Manipulate the datasets: We want to move some rows of data into the our other Spark Datasets

In [None]:
flow.datasets.cache_data("Sep", "Field")
condition = lambda df : df.where(df.Qliq <= 50)
flow.datasets.append_rows("Field", condition, "Sep")
flow.datasets.date_range("OrigSep_2018", "2018-06-01", "2020-01-01")
flow.datasets.date_range("OrigField_2018", "2018-06-01", "2020-01-01")
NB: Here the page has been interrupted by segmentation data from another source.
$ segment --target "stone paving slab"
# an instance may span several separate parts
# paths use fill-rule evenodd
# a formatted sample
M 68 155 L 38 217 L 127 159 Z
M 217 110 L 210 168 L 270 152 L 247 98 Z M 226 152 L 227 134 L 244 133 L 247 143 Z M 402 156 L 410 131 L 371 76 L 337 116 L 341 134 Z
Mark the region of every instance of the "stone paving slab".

condition = lambda df : df.where(df.Qliq <= 50)
flow.datasets.append_rows("Field_2018", condition, "Sep_2018")
flow.datasets.date_range("Sep_2018", "2018-06-01", "2020-01-01")
flow.datasets.date_range("Field_2018", "2018-06-01", "2020-01-01")

Make our dataset objects!

In [None]:
# convert spark dataframes to pandas dataset
flow.datasets.make_dataset("Sep", label="Qliq", pandas=True)
flow.datasets.make_dataset("Field", label="Qliq", pandas=True)
flow.datasets.make_dataset("Sep_2018", label="Qliq", pandas=True)
flow.datasets.make_dataset("Field_2018", label="Qliq", pandas=True)
flow.datasets.make_dataset("OrigSep", label="Qliq", pandas=True)
flow.datasets.make_dataset("OrigField", label="Qliq", pandas=True)
flow.datasets.make_dataset("OrigSep_2018", label="Qliq", pandas=True)
flow.datasets.make_dataset("OrigField_2018", label="Qliq", pandas=True)

flow.next_phase()

### 4. Apply a range of ML models to one of our datasets

In [None]:
datasets = flow.dataexplore.get_datasets()
eval_preds = flow.dataexplore.fitpredict_naivemodels(datasets["OrigSep_2018"], datasets["OrigField_2018"], eval_all=True)
flow.dataexplore.plotmodels(datasets["OrigSep_2018"], datasets["OrigField_2018"], eval_preds)